What really matters


Go and decide. It’s your journey.

It’s the most important question: What really matters? We could journey far back in history, when the ancient Greeks discovered the phalanx and the hoplite, thereby democratizing power structure. A few ordinary citizens could now halt a nobleman in his chariot from the mythical Trojan age and that in essence is how democracy could be born – and with it explosion of human ingenuity and science and art. Similarly, making access to AI easy truly matters. We don’t want a scenario where a single superpower monopolizes control over this extremely crucial tool. Just like we wouldn’t have modern day world if not for Linux, imagine world where there is just one company that controls operating system for all the cloud. It’s essential that a vast array of organizations can create their own versions. There should be thousands of ChatGPTs, not just a few and definitely not just one. Every rebel who opposes the establishment should have the opportunity to produce their own version, every university or research agency should be able to create their own. Training must become much cheaper and way faster—costs in data and computational power need to be normalized by at least an order of magnitude.

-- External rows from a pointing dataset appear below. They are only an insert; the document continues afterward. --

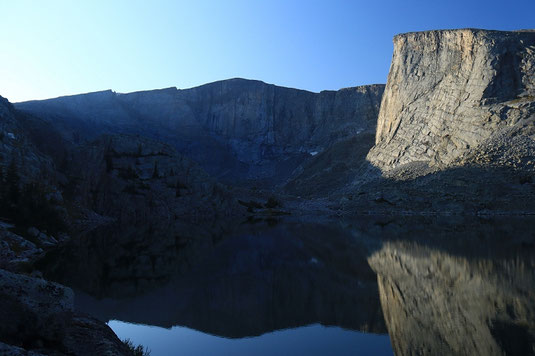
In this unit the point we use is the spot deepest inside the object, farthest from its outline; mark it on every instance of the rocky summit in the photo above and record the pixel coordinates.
(152, 182)
(455, 133)
(450, 93)
(239, 130)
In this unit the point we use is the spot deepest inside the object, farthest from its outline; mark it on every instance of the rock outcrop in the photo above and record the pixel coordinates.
(238, 130)
(38, 318)
(448, 92)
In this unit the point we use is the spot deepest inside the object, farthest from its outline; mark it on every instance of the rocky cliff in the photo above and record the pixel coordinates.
(449, 92)
(238, 130)
(461, 302)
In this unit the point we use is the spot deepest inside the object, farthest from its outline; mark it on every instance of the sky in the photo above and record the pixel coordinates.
(53, 48)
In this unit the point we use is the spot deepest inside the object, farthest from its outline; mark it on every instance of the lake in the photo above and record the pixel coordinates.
(367, 286)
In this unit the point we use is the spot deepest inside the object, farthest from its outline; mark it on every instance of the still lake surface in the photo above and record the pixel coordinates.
(369, 286)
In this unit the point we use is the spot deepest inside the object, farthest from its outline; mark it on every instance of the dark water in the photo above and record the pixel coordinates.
(370, 286)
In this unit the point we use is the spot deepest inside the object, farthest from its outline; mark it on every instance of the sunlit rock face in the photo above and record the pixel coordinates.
(450, 91)
(238, 130)
(462, 300)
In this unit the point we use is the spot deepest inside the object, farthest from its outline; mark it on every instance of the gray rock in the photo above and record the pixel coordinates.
(238, 130)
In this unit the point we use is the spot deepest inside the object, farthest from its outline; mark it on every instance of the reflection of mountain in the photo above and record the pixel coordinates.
(241, 285)
(472, 293)
(446, 285)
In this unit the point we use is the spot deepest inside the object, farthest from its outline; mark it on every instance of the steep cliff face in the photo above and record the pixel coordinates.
(450, 91)
(238, 130)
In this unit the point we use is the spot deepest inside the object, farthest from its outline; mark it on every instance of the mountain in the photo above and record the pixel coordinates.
(456, 129)
(240, 131)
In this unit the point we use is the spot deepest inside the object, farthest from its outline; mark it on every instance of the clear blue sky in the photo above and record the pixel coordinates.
(53, 48)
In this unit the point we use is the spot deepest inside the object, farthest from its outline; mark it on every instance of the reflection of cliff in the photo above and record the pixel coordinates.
(439, 303)
(245, 284)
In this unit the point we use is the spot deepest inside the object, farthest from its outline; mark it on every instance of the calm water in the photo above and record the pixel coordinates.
(373, 286)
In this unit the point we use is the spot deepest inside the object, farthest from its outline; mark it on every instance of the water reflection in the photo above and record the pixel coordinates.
(443, 286)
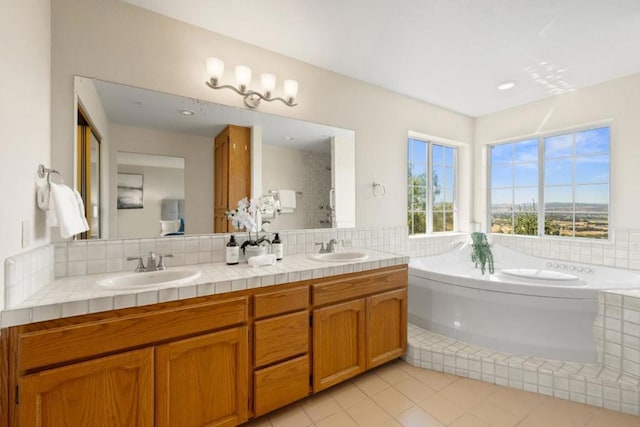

It’s fundamental question, what really is important for future of AI. Speed is all we need. Imagine if chat-gpt would be 10 times faster, so it can talk with you in realtime, generate actions (set calendar events, make notes, send messages) while converting speech to text and validating every prompt against hallucinations and other mistakes and comparing it with some reliable data sources. It all can be done right now, but it would take computational power that isn’t affordable for great part of society, even if we speak about quite wealthy western society. Imagine if such a chain of chat-gpts could generate code – run it – debug it – write unit tests – validate them – do code review to clean up code – write documentation – finally publish them. It’s all quite possible, but it’s so computationally expensive. We need speed, affordable speed. We need order of magnitude better solutions in terms of speed/buck.

What we really need is affordability and abundance. And we cannot rely solely on hardware; it’s neither wise nor efficient. Over the course of an entire lifetime, the human brain processes merely a minuscule fraction, essentially a rounding error, of the data that large language models are fed during just a few months of training, yet it outperforms them in many, many ways.